I have a few passions in my life and one of them is sailing. So will devote this blog to the subject. I visited California last
week and stayed with close friend Rossi in her charming home with its stunning view of the ocean. Other good friend Gary Swenson own ands runs the Ullman Sail Loft in Ventura and they take me sailing……love them for it. We go out on an fairly old racing boat, “Tonka”, a Peterson 34, so quite a big boat for three people to manage, especially as one, me… has forgotten much of what I learned! And sailing is hard work… Still we had a wonderful day out in cold, sunny, fairly breezy conditions, in a rather lumpy sea…Pacific Ocean. The day prior to this, the Harbour Master had posted the gale warning flag! And we saw a boat limping back into harbour – racing from the day before…dismasted…ie: the mast had fallen down and was now lying sadly on the deck of the boat. Other old friend Deke, who also works at the loft had been out racing on that gale force day, in his J 24…he loves it and seems happy to sail in anything. Not all sailors are quite as “gung ho” as Deke, but they are people who enjoy the pleasure and the beauty of sailing and the good it does to your soul. Gary has always been a the top of his game and has participated in many events and races. Here he is in earlier days on his Catalina 30 So Long IV, winning the 1976 Ensenada Race, IOR overall winner. He’s done a lot of that and I feel more safe and comfortable with him helming than anyone I know. Not much he doesn’t know about sailing, boats and the Ocean.

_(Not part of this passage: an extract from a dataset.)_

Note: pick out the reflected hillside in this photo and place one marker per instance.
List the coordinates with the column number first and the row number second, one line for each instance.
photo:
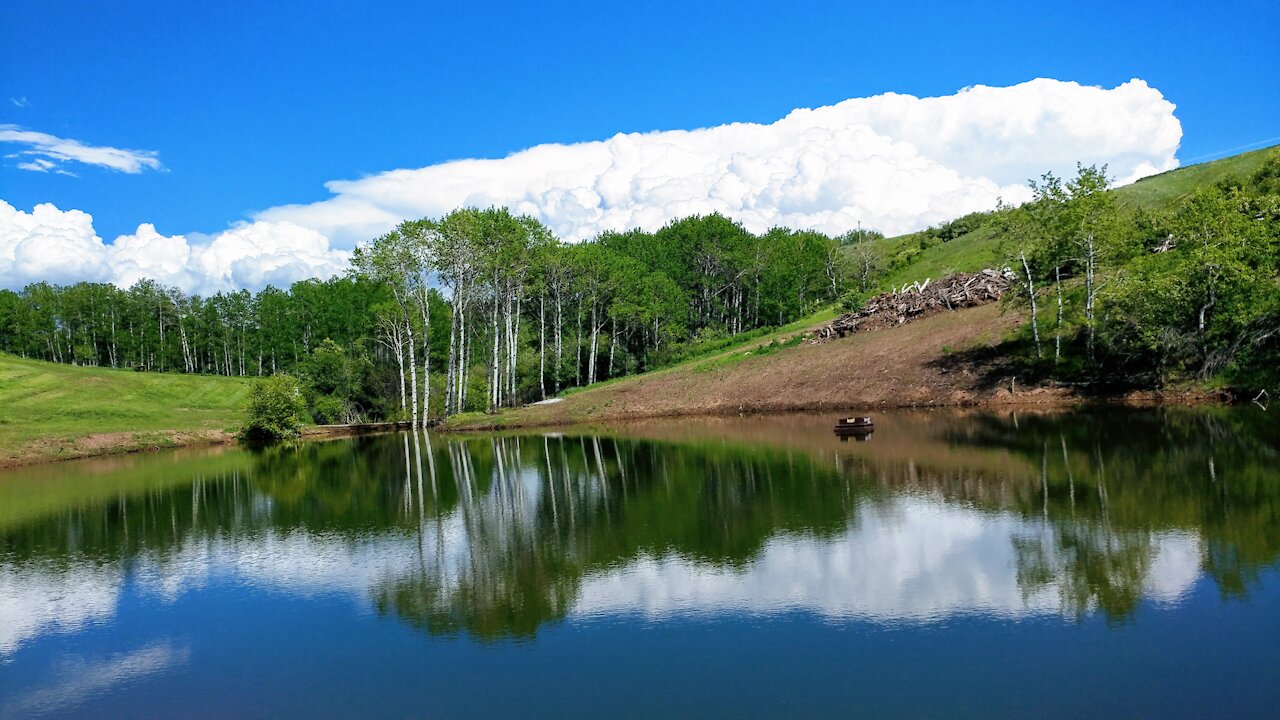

When I was married and living and working in LA, we owned and raced an Olsen 30….fast wonderful boat and won a few races with it then. Deke would often “drive/helm” the boat and “Flyer” was a little local star. It was very bare bones…the lighter the better when you’re racing, a bucket for the Loo and a couple of bunks. Cruising boat are wonderful and you really can make a home on them and I am tempted, but if you’re taking many of your domestic accessories with you, when you go out, it’s hard to race! Sailing on Flyer was fun and it would always take my mind off the angst of living
and working in the Hollywood film industry. The sea has a way of centering one and making you realise and accept our very small place in this tiny world of ours. It still has that effect on me, which is why I run to it when I can. I remember learning all my lines for the the one woman play I did about Vivien Leigh in Atlanta , buried deep in Flyer’s quiet interior.